Hey, I hope you enjoy playing with this simple simulation. It's important to note that a lot of values in this simulation are not to scale (especially distances and sizes). I've prioritized making things look nice and easy to play with rather than accurate.
Of course, you know that the Sun does not revolve around the Earth as the Moon does, but from Earth's perspective this is a good enough approximation for our toy model.
Times are also not accurate but at least I strived to make them relatively accurate: A Moon revolution and/or rotation will take 28 Earth's rotations (which should keep the moon Tidally locked to Earth as in real life). The Sun will also take 365.25 Earth rotations to revolve around Earth. The Sun's rotational period is just a random number I chose. I got tired...
Earth's tilt (which is 23.4 degrees and is the reason we have seasons) is also accurate, so you should see that the poles get alternatively lit by the sun as time goes by. The Moon's Orbital tilt (the Moon's orbit as seen edge on does not align with the plane that contains the Earth and the Sun, rather it tilts about 5 degrees) is also more or less accurate.

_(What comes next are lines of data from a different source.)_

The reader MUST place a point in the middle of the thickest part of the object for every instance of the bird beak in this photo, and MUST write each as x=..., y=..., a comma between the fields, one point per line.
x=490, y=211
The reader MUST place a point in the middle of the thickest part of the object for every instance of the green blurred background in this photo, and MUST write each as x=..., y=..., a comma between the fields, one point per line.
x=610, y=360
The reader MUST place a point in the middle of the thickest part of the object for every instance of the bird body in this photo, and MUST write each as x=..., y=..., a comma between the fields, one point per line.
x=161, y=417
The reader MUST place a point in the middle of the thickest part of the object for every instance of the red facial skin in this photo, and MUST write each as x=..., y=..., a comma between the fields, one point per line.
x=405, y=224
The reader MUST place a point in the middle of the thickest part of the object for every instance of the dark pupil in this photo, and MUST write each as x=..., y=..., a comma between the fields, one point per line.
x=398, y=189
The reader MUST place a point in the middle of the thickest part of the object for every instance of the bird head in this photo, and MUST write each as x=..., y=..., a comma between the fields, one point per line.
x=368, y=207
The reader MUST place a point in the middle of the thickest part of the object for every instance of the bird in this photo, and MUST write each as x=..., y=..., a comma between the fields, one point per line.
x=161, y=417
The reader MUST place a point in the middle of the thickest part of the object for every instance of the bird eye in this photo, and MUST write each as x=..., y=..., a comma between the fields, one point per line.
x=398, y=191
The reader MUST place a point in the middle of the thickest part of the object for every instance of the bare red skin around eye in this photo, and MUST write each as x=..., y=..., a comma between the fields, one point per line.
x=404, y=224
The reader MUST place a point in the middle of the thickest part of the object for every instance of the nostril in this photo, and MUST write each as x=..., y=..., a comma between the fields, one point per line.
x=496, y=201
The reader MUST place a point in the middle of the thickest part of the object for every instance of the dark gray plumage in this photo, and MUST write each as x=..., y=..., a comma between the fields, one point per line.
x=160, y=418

You'll see very frequent eclipses in the simulation, this is due to many facts, the most important one is that I have modeled the Sun's light as a plane which is not true (the Sun emits light that propagates in a Sphere and not a Plane), this coupled with the fact that distances are for beauty and not accuracy and other orbital elements not being modeled at all yields way more eclipses than you should expect in real life.
Eclipses also look different given all the above, and also because we have an Atmosphere with many amazing properties that I chose not to model (meaning I don't yet have the slightest clue as to how to do it). Although the Earth has clouds, this is just a cloud layer and not a true atmosphere which (alongside many other things I did not include in the simulation such as accurate distances and lighting) would give the edges of the eclipse their distinctive difuseness.
Having said all this, the TLDR is just: This looks very little like reality for a lot of reasons but I hope you can enjoy it anyway.